I tried switching to my old 61.5 while they fix 129, but it doesn't seem to pick up anything. Originally I needed 129 for FSN detroit, but I thought even that moved over. Now I don't get ESPN2, or anything but the base showtime, so I think 61.5 isn't getting much.

Any ideas? I'll probably just switch back to 129 when they fix it. That is a weak on the ground install that has always been trouble though. My 61.5 is more solid. 

I missed Verlander last night!


----------



## gtal98 (Jan 30, 2011)

No 61.5 is not a mirror image of 129 anymore. Roughly half of the HD stuff has been moved over to 72.7, so to get HD from EA you really need both sats now.


----------



## chriscpmtmp (May 13, 2006)

Got it, so 129 is still the way to go. I should post my install of that dish. The roof catches the trees, but going to the very back of the yard (like 100 feet back or so) gets me a better angle over the house. Chris


----------



## chriscpmtmp (May 13, 2006)

Here are some shots of that install. The Dish installer said it wasn't possible. I like solving impossible problems! It tracks over the top of the highest tree in the picture.
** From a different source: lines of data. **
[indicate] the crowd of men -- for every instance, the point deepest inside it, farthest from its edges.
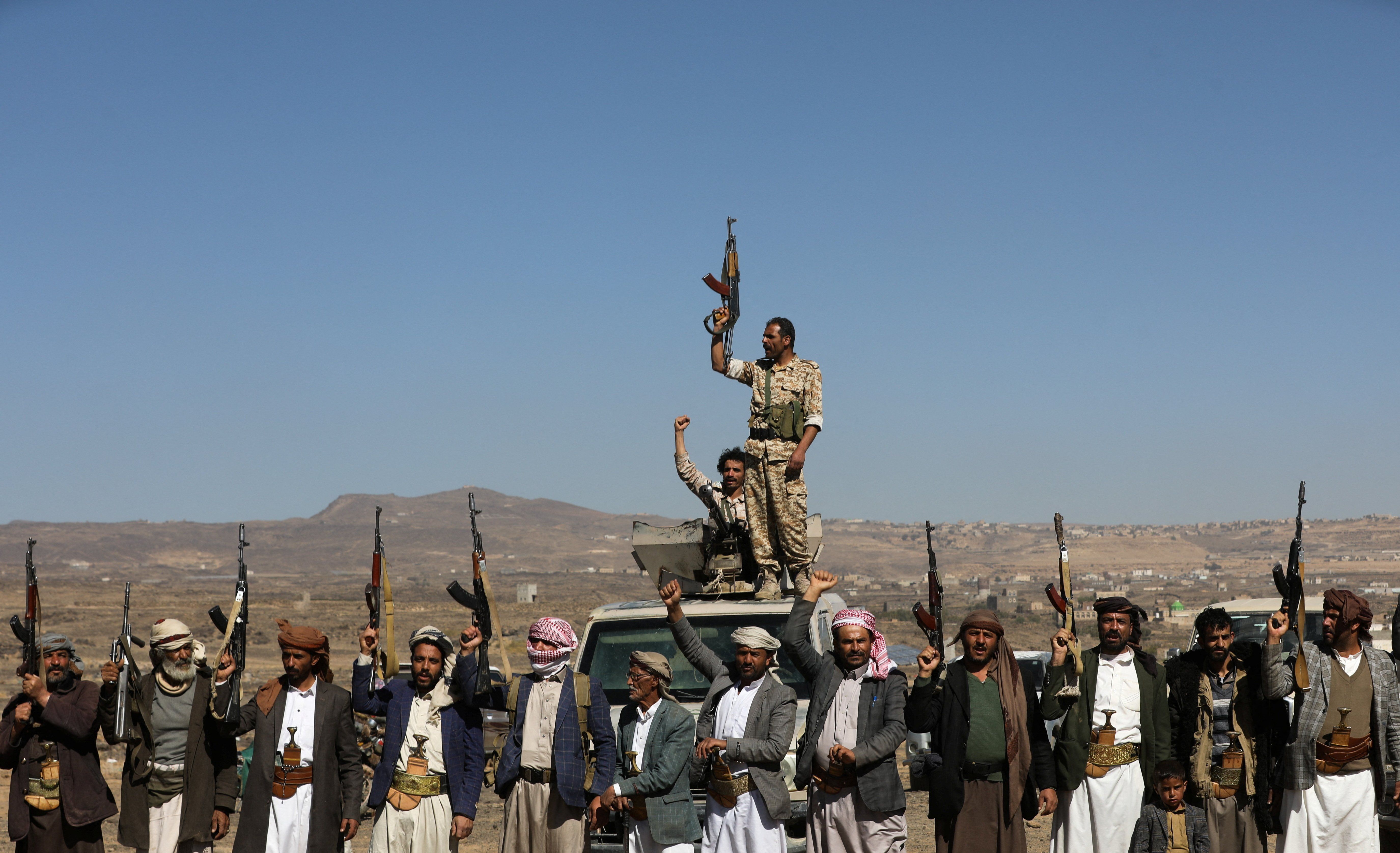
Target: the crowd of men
(1200, 754)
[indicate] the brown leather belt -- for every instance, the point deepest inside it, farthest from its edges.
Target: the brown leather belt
(832, 784)
(1333, 758)
(288, 779)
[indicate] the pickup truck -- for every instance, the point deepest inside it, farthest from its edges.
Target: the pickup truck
(615, 631)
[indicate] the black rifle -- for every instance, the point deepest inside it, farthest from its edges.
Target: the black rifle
(236, 637)
(729, 290)
(477, 602)
(33, 626)
(932, 620)
(131, 672)
(379, 598)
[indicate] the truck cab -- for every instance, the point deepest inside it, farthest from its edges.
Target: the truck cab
(615, 631)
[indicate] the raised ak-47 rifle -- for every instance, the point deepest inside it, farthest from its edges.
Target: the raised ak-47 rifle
(932, 620)
(1063, 602)
(131, 672)
(379, 598)
(729, 290)
(31, 627)
(1291, 588)
(234, 627)
(479, 602)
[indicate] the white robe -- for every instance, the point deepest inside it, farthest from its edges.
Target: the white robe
(747, 828)
(426, 828)
(1100, 816)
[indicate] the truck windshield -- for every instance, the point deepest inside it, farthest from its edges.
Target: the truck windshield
(611, 645)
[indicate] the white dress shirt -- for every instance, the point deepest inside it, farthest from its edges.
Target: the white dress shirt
(733, 717)
(1118, 691)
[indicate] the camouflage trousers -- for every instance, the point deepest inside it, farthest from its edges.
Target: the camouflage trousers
(778, 515)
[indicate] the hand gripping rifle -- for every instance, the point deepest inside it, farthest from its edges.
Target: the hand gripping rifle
(1063, 599)
(1296, 591)
(379, 598)
(479, 600)
(234, 627)
(30, 630)
(932, 620)
(131, 672)
(729, 290)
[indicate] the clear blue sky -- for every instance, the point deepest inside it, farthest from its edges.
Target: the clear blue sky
(1133, 262)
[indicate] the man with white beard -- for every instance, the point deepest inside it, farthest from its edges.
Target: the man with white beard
(181, 777)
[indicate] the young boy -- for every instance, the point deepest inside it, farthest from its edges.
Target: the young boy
(1174, 827)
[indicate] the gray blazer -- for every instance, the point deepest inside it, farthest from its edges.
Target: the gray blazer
(664, 779)
(337, 779)
(880, 728)
(766, 735)
(1300, 757)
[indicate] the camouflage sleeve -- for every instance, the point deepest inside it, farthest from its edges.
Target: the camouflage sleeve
(740, 371)
(813, 400)
(696, 482)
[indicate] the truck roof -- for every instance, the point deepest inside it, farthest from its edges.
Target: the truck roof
(702, 608)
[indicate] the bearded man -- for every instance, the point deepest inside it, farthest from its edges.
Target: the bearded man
(1332, 788)
(652, 784)
(744, 731)
(304, 782)
(1217, 705)
(430, 775)
(855, 726)
(48, 740)
(1102, 788)
(554, 795)
(180, 781)
(993, 756)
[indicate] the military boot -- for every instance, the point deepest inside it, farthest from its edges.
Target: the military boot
(769, 592)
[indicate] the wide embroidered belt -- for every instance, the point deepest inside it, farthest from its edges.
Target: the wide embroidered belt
(286, 779)
(1227, 781)
(727, 791)
(1112, 756)
(832, 782)
(1332, 758)
(419, 786)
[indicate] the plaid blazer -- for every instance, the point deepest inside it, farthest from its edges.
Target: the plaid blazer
(570, 764)
(664, 779)
(1300, 757)
(1150, 834)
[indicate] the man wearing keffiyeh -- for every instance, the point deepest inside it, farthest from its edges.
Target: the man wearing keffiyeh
(552, 795)
(855, 725)
(174, 800)
(1102, 786)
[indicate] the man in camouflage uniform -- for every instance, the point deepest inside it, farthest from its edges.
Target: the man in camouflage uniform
(785, 417)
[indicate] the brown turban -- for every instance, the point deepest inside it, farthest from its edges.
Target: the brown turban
(304, 640)
(659, 666)
(1352, 608)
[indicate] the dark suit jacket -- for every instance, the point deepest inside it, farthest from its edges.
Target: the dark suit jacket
(664, 781)
(947, 715)
(337, 781)
(1150, 834)
(71, 722)
(1072, 750)
(881, 724)
(463, 751)
(570, 764)
(211, 764)
(768, 733)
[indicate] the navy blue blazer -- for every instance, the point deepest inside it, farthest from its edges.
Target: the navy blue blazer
(570, 764)
(463, 751)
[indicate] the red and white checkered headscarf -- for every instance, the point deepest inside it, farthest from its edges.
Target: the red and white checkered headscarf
(554, 631)
(862, 619)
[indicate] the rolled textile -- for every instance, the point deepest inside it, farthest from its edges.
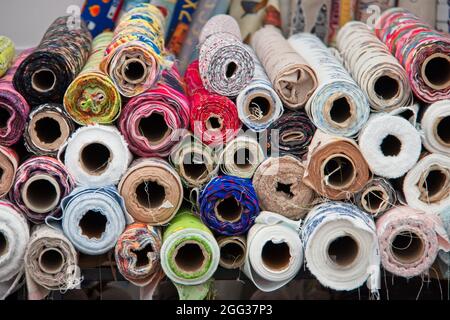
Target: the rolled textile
(9, 162)
(226, 67)
(92, 97)
(241, 157)
(341, 247)
(335, 167)
(97, 156)
(152, 191)
(258, 104)
(371, 64)
(233, 250)
(427, 186)
(14, 109)
(135, 57)
(14, 237)
(94, 218)
(435, 127)
(338, 106)
(377, 197)
(39, 186)
(410, 241)
(151, 121)
(390, 144)
(279, 185)
(51, 263)
(275, 251)
(423, 52)
(189, 254)
(291, 134)
(47, 130)
(214, 118)
(46, 73)
(229, 205)
(292, 77)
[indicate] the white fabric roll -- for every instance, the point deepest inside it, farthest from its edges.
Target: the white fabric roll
(390, 144)
(274, 251)
(97, 156)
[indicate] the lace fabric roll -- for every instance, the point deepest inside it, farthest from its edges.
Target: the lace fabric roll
(46, 73)
(229, 205)
(275, 251)
(335, 167)
(435, 126)
(151, 121)
(14, 238)
(135, 58)
(279, 185)
(189, 254)
(92, 97)
(341, 247)
(423, 52)
(427, 186)
(258, 104)
(97, 156)
(338, 106)
(93, 219)
(292, 77)
(371, 64)
(241, 157)
(47, 130)
(390, 144)
(226, 67)
(152, 191)
(214, 118)
(39, 186)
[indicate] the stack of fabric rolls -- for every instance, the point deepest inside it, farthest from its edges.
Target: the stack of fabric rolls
(264, 156)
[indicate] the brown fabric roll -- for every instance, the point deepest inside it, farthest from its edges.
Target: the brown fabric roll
(335, 168)
(280, 189)
(292, 78)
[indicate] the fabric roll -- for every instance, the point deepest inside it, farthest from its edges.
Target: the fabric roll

The view of from just above the dish.


----------



## scooper (Apr 22, 2002)

You might need to be concerned about the branches hanging DOWN closer in....

I'd check it again when there is snow on them.


----------



## P Smith (Jul 25, 2002)

Then he could use the squirrel hose .


----------



## satcrazy (Mar 16, 2011)

chriscpmtmp said:


> Here are some shots of that install. The Dish installer said it wasn't possible. I like solving impossible problems! It tracks over the top of the highest tree in the picture. The view of from just above the dish.


Love the camo.

I live in NW Pa.

I know about serious snowfall.

What is your plan for that?


----------



## P Smith (Jul 25, 2002)

satcrazy said:


> Love the camo.
> 
> I live in NW Pa.
> 
> ...


[You don't need to quote his pictures - we can see those perfectly in OP post]

After snowfall, he will re-paint the dish to white color. No worry.


----------



## satcrazy (Mar 16, 2011)

seriously,

I like the camo. Much better than ugly grey.

I've seen some very creative artwork on sat dishes, I give credit where it is due.


----------



## P Smith (Jul 25, 2002)

Any chance to edit your own post ? satcrazy ?


----------